Authors :: Howard H. Stevenson, Michael J. Roberts
Swot Analysis of "Martin Blair" written by Howard H. Stevenson, Michael J. Roberts includes – strengths weakness that are internal strategic factors of the organization, and opportunities and threats that Blair Franchising facing as an external strategic factors. Some of the topics covered in Martin Blair case study are - Strategic Management Strategies, Competition, Financial management, Growth strategy, Marketing and Innovation & Entrepreneurship.
Some of the macro environment factors that can be used to understand the Martin Blair casestudy better are - – competitive advantages are harder to sustain because of technology dispersion, customer relationship management is fast transforming because of increasing concerns over data privacy, wage bills are increasing, increasing inequality as vast percentage of new income is going to the top 1%, increasing commodity prices, geopolitical disruptions, technology disruption,
there is increasing trade war between United States & China, central banks are concerned over increasing inflation, etc
SWOT stands for an organization’s Strengths, Weaknesses, Opportunities and Threats . At Oak Spring University , we believe that protagonist in Martin Blair case study can use SWOT analysis as a strategic management tool to assess the current internal strengths and weaknesses of the Blair Franchising, and to figure out the opportunities and threats in the macro environment – technological, environmental, political, economic, social, demographic, etc in which Blair Franchising operates in.
According to Harvard Business Review, 75% of the managers use SWOT analysis for various purposes such as – evaluating current scenario, strategic planning, new venture feasibility, personal growth goals, new market entry, Go To market strategies, portfolio management and strategic trade-off assessment, organizational restructuring, etc.

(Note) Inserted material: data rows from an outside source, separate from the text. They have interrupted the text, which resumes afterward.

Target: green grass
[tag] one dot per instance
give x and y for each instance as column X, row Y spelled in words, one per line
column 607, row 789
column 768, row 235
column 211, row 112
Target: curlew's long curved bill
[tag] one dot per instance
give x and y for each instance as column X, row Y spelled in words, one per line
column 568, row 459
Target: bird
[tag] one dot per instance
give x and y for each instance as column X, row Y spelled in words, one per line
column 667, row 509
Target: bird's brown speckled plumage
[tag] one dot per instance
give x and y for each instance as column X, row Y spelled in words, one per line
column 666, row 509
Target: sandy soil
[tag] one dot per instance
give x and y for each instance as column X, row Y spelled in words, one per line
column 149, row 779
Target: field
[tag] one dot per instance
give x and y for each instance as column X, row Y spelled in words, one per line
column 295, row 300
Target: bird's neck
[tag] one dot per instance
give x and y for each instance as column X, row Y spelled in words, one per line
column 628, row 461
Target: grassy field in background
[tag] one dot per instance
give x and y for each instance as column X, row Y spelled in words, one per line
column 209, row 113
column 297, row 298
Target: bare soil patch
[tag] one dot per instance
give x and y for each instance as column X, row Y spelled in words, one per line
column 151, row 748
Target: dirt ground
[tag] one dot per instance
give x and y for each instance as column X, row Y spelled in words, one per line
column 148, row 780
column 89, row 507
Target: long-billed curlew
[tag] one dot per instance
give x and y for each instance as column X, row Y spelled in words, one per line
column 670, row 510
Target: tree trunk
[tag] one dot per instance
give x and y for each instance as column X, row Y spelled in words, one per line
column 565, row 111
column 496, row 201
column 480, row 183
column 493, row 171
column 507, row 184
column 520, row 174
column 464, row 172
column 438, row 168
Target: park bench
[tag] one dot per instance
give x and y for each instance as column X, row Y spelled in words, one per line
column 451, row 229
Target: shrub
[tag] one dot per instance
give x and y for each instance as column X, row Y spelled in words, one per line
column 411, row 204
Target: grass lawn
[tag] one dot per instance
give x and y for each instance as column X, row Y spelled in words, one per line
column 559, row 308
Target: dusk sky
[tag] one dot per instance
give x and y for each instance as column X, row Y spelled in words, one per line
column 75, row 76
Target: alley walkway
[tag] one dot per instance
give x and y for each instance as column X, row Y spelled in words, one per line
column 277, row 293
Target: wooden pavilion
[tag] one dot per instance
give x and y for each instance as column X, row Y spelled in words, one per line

SWOT Objectives / Importance of SWOT Analysis and SWOT Matrix
SWOT analysis of Martin Blair can be done for the following purposes –
1. Strategic planning using facts provided in Martin Blair case study
2. Improving business portfolio management of Blair Franchising
3. Assessing feasibility of the new initiative in Innovation & Entrepreneurship field.
4. Making a Innovation & Entrepreneurship topic specific business decision
5. Set goals for the organization
6. Organizational restructuring of Blair Franchising
Strengths Martin Blair | Internal Strategic Factors
What are Strengths in SWOT Analysis / TOWS Matrix / Weighted SWOT Analysis
The strengths of Blair Franchising in Martin Blair Harvard Business Review case study are -
Low bargaining power of suppliers
– Suppliers of Blair Franchising in the sector have low bargaining power. Martin Blair has further diversified its suppliers portfolio by building a robust supply chain across various countries. This helps Blair Franchising to manage not only supply disruptions but also source products at highly competitive prices.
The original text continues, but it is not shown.